Voici ce qu’écrit à cet effet Rabbi ‘Haïm Chmoulévitch dans son ouvrage Si’hoth Moussar: «l’abstention même de Joseph de commettre le péché, lui valut une grande récompense», comme l’écrivent nos Sages (Béréchith Rabah 90:3): «La bouche qui n’a pas commis d’acte malveillant lo nachak [n’a pas embrassé la femme de Poutiphar], le peuple d’Egypte l’embrassera», comme il est écrit: «tout mon peuple sera nourri (littéralement: embrassé) par ta parole véal pikha ICHAK kol ‘ami» (Genèse 41:40). Le corps qui n’a pas touché celui de la femme de Poutiphar, sera «habillé de vêtements de lin» (id. 42). Sur le cou qui ne s’est pas penché pour commettre le péché, Pharaon plaça un collier d’or (id.). Sur la main qui s’est abstenue de fauter, «il mit un anneau» (id.). Les pieds qui refusèrent de pécher, Pharaon les fit «monter sur son char...» (id. 43). L’esprit qui ne pensa pas au péché, «on cria devant lui Avrekh (id.), sage malgré son jeune âge.»

Nous apprenons de cet enseignement que, lorsqu’on s’abstient de commettre un péché, chacun des membres de son corps qui n’en a pas volontairement joui est récompensé. On en touche l’intérêt dans ce monde et le capital est réservé pour le monde futur. Cette maîtrise épargne ses enfants et tous les enfants d’Israël de leurs ennemis, et les préserve de toutes les sentences rigoureuses...

La mer vit donc le cercueil de celui qui fuit le péché... et recula. Les enfants d’Israël pouvaient ainsi par la suite pénétrer en toute sécurité dans la mer, par le mérite de Joseph qui recula devant le péché.

Nous comprenons à ce stade pourquoi Joseph ne demanda pas à ses frères de porter ses ossements en terre de Canaan immédiatement après sa mort, comme le lui avait demandé notre patriarche Jacob. Joseph adjura les fils d’Israël en disant: «Le Seigneur se souviendra de vous, et vous ferez monter mes ossements hors d’ici avec vous» (Genèse 50:25), c’est-à-dire quand vous monterez en Erets Israël... Commentant le verset: «les muscles de son bras sont restés fermes» (Genèse 49:24), le Midrach (Sotah 36b) explique que la semence lui coulait d’entre les doigts. Joseph préféra les pires souffrances et l’emprisonnement au péché.

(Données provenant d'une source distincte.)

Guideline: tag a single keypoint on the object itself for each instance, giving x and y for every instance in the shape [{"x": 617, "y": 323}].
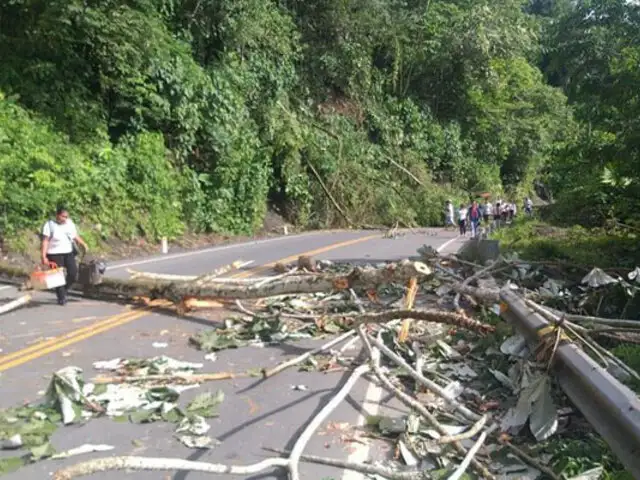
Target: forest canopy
[{"x": 154, "y": 117}]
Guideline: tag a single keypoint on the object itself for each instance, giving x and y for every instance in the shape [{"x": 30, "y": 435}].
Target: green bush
[{"x": 130, "y": 189}]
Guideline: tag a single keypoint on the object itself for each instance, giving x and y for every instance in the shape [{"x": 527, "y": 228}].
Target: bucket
[{"x": 48, "y": 279}]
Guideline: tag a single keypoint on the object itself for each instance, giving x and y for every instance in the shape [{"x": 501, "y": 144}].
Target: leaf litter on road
[{"x": 470, "y": 387}]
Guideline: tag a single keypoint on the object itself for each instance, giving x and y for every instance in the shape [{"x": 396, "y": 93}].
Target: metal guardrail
[{"x": 608, "y": 405}]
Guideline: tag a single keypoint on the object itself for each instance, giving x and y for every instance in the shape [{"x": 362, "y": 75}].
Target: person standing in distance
[{"x": 58, "y": 248}]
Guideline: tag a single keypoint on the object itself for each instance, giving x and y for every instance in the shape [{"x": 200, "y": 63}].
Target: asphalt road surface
[{"x": 44, "y": 337}]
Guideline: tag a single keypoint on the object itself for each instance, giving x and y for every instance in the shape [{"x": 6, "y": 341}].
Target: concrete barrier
[{"x": 480, "y": 250}]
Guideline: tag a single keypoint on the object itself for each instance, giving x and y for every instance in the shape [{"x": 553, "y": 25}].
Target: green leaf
[
  {"x": 10, "y": 464},
  {"x": 43, "y": 451}
]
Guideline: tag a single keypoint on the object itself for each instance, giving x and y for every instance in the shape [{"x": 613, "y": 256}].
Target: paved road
[{"x": 44, "y": 337}]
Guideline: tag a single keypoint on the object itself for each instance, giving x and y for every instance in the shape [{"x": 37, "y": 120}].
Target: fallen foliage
[{"x": 480, "y": 402}]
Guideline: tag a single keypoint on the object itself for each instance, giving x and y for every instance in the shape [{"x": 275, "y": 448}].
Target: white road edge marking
[
  {"x": 372, "y": 397},
  {"x": 209, "y": 250}
]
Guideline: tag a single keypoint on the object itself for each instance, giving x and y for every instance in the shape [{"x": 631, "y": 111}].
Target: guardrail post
[{"x": 608, "y": 405}]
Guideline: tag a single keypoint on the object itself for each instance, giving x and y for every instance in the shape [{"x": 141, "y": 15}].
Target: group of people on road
[{"x": 470, "y": 217}]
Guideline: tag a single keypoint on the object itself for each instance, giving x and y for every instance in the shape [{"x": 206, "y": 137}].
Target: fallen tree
[
  {"x": 177, "y": 291},
  {"x": 401, "y": 332}
]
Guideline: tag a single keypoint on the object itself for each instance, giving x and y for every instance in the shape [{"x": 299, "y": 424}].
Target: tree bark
[{"x": 312, "y": 283}]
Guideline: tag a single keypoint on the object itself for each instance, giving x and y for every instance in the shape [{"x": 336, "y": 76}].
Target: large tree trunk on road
[{"x": 312, "y": 283}]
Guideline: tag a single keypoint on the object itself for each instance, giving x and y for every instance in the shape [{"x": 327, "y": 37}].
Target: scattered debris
[
  {"x": 13, "y": 304},
  {"x": 479, "y": 399}
]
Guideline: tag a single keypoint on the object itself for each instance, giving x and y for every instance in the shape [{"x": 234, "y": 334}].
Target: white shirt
[
  {"x": 60, "y": 236},
  {"x": 450, "y": 210}
]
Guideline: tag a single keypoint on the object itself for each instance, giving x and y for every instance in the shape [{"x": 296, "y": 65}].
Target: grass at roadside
[
  {"x": 576, "y": 451},
  {"x": 537, "y": 240}
]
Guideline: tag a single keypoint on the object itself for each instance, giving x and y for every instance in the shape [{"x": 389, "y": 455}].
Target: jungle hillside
[{"x": 152, "y": 118}]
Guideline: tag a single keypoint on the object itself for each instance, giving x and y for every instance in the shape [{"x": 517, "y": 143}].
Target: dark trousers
[{"x": 68, "y": 261}]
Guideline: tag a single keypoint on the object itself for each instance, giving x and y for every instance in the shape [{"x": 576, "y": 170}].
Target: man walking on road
[
  {"x": 449, "y": 214},
  {"x": 58, "y": 248},
  {"x": 474, "y": 218}
]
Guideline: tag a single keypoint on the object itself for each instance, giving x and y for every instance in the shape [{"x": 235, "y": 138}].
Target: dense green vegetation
[{"x": 153, "y": 117}]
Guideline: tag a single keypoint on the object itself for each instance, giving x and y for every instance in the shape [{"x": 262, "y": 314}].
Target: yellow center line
[
  {"x": 40, "y": 349},
  {"x": 266, "y": 267},
  {"x": 62, "y": 338},
  {"x": 70, "y": 341}
]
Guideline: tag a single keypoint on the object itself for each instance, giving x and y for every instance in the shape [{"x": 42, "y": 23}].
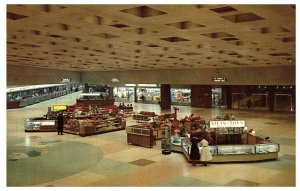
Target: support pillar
[
  {"x": 229, "y": 97},
  {"x": 165, "y": 96}
]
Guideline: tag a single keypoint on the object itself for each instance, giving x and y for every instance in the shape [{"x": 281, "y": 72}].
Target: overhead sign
[
  {"x": 226, "y": 124},
  {"x": 115, "y": 80},
  {"x": 219, "y": 79},
  {"x": 59, "y": 107},
  {"x": 64, "y": 80}
]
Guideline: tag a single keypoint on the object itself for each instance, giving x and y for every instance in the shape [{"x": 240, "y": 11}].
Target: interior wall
[
  {"x": 20, "y": 75},
  {"x": 235, "y": 76}
]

Joseph savait qu’à leur sortie d’Egypte, les enfants d’Israël seraient poursuivis par les Egyptiens, et ne pourraient fuir nulle part, car la mer se trouvait devant eux et leur ennemi derrière (Chémoth Rabah 21:8). Sa fuite devant le mauvais penchant engendra le retrait de la mer, et les enfants d’Israël la traversèrent à pied sec.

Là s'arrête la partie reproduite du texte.